The market for CMP slurries with polishing pads is expected to grow by 3–4% annually on average through 2019. Demand for CMP slurries is driven by the continued aluminum-to-copper conversion of interconnects used in logic and memory devices and by technology node migrations to the 45 nm, 32 nm and 22 nm generations. Currently, about 50% of all CMP operations is for devices produced at design rules of 65 nm and below.
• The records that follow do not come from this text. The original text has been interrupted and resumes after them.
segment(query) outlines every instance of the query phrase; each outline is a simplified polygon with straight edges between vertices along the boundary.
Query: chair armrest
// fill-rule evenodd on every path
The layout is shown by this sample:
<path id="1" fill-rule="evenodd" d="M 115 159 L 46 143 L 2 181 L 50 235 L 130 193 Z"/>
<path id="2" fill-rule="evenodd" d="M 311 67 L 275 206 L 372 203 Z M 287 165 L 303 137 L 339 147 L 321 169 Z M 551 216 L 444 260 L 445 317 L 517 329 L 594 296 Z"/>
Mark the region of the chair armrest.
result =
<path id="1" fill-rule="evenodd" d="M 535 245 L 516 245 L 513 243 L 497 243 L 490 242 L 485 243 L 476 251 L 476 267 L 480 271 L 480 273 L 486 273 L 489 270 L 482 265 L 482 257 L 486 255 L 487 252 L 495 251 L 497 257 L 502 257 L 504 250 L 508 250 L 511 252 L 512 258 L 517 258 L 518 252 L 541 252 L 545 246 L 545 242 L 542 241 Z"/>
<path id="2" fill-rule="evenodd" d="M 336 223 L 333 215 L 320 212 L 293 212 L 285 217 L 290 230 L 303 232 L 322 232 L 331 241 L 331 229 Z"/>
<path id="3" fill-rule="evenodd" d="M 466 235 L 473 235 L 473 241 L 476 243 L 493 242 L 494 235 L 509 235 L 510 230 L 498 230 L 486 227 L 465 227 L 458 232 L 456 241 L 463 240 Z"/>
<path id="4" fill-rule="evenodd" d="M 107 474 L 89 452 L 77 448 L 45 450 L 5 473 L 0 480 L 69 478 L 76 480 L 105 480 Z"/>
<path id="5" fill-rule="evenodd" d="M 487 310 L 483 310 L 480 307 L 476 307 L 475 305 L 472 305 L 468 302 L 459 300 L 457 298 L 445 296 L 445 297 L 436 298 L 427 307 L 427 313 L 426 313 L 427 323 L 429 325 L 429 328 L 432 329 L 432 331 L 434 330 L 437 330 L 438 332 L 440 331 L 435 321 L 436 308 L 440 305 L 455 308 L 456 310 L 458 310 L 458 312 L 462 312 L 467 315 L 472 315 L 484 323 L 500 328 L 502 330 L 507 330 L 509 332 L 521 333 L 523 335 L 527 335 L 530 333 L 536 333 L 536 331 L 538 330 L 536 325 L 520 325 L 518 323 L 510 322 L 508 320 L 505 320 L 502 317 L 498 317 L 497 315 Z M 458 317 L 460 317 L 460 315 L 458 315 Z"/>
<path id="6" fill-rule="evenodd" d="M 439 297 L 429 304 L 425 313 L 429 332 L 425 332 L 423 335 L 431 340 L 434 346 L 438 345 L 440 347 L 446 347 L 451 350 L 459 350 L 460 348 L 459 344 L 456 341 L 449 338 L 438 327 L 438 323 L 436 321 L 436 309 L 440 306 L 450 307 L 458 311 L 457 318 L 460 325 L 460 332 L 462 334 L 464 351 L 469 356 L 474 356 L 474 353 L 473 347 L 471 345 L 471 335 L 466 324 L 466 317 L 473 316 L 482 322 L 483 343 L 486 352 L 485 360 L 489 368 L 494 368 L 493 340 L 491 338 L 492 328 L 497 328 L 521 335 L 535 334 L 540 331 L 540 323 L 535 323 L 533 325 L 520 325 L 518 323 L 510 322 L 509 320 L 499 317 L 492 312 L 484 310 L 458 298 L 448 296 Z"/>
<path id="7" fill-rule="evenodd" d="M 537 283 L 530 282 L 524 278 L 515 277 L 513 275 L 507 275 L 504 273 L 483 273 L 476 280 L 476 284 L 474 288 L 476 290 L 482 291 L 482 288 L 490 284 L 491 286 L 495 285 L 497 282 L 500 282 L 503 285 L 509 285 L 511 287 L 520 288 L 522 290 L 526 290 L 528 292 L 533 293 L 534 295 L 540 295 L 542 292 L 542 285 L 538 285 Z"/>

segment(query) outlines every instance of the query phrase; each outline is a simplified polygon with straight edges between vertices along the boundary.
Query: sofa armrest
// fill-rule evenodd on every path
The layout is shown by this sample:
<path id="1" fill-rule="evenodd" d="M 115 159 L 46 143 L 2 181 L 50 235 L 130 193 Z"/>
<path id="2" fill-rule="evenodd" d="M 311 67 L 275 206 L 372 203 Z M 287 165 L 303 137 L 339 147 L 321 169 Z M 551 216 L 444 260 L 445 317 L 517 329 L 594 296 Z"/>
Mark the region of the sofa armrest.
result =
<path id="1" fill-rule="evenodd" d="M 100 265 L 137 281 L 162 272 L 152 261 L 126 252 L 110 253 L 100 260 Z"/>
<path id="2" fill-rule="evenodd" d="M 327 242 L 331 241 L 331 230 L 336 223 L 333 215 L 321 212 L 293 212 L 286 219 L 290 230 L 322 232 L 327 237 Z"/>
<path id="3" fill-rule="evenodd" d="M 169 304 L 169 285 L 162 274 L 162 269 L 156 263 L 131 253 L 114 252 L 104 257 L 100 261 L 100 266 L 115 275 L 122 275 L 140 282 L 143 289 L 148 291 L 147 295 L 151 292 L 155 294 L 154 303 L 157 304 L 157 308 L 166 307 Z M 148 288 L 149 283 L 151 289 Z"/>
The market for wet-process chemicals is forecast to grow overall on average by approximately 3% per year during 2013–2019. Consumption of standard chemistries for the traditional wet-processing chemicals such as acids and bases, solvents, etchants and photoresist ancillaries will grow at a slower pace; ultrapure products will account for most of this growth while the standard electronic-grade market will show insignificant growth. The largest segments in wet-processing chemical consumption are H2O2, HF and related chemicals, H2SO4, IPA, NH4OH, HCl, H3PO4, HNO3 and ultrapure water. Because of the more difficult cleaning conditions for silicon wafers with smaller and deeper device geometries and tighter specifications for the critical particle size, consumption of advanced cleaning solutions is expected to rise at an above-average rate for post–copper CMP formulations and for post–plasma ash remover. Antireflective coatings are expected to grow at approximately 10% per year as a result of the increasing use of 193 nm lithography. Companies will continue to offer total chemical solutions that will include reprocessing of spent fluids, recycling and waste removal in addition to supplying material.
The global market for thin film metal materials for the semiconductor industry in 2013 is expected to grow at an average annual rate of about 4–5% from 2013 to 2019. By metal type and value, the market can be divided into the following main segments: titanium (29%), tantalum (25%), aluminum (20%) and copper (16%). Market shares and growth rates by value depend very much on the price development of the various metals. Because of the ongoing installation of 300 mm wafer fabs, the suppliers of sputtering targets are producing more 12-inch targets. Four companies—JX Nippon Mining & Metals, Praxair, Honeywell and Tosoh—dominate the market for sputtering targets.
Consumption of other IC process chemicals including low-k, high-k and copper plating chemicals is expected to grow at 3–4% annually during 2013–2019.
In 1998, about three-quarters of the world market for electronic chemicals was concentrated in the United States, Western Europe and Japan. This dominance rapidly eroded as the other nations of Asia emerged as producing regions, claiming a share of about 59% of the world consumption of IC process chemicals in 2013. This trend was fueled by the growing global consumer electronics market, the growing consumer electronics production industry in Asia and a strategy change of U.S., European and Japanese integrated device manufacturers, who turned to asset-light or fabless strategies and outsourced production to foundries in Taiwan, the Republic of Korea, China or Singapore.